Citizen lawmaking is on the rise around the world. An increasingly critical, reflective, and educated citizenry requests more direct control over policy issues that are of importance to them. Modern communication technologies allow people to be better informed and to organize. Lamentations regarding shortcomings of pure representative democracy abound. The trend towards direct democracy is likely to continue throughout the twenty-first century.

Critics of direct democracy often argue that we know too little about its effects. This is not the case, and research on the effects of citizen participation in lawmaking is abundant. However, it is mostly limited to the United States and Switzerland, as these two countries have had extensive experience with instruments of direct democracy for a comparatively long time. John Matsusaka provides an extensive survey of the literature on direct democracy. This makes his contribution an excellent starting point for researchers, policymakers, and citizens who wish to get an overview and contribute to improving collective decision-making in the future.

Of greater interest than a survey regarding the effects of direct democracy on public expenditures, revenues, debts, or specific electoral policies is the thought that policy needs to be evaluated in terms of responsiveness to citizen preferences. Of course, this idea, as most other ideas, has been advanced before in different forms, and it has been critically discussed in the past. Jean-Jacques Rousseau stated in the eighteenth century that all citizens could contribute personally or through their representatives to the formation of the general will, which is not necessarily the same as the will of the majority.
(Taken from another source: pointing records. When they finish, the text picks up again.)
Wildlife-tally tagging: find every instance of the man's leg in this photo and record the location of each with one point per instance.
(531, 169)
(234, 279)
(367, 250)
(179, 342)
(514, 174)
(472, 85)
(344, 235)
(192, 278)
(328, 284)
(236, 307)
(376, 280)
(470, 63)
Matsusaka, in line with a few other authors, revives this idea.

The thought that evaluations of the benefits of direct democracy, or any type of organization of collective decision-making, should go beyond the effects on fiscal policy or government structure is certainly worth remembering. If direct democracy improves collective decisions by making policy more responsive to citizens, public revenues and expenditure may increase or decrease, depending on citizen preferences. Moreover, the view that responsiveness is relevant suggests that direct democracy should not be seen as a substitute for representative democracy. Rather, it serves as a complement to it. Decisions through direct democracy will not necessarily become the standard way of all legislation, but if representatives neglect the will of the people, citizens themselves may act on failures in representation. Finally, focusing on responsiveness to citizen preferences highlights that direct democracy is not primarily a way of revealing the will of the majority. It represents a process in which citizens personally and together with their representatives and experts engage in an open, productive exchange of opinions, information, and arguments. This exchange facilitates the discovery of beneficial policies, and it permits the informed formation of preferences over policies.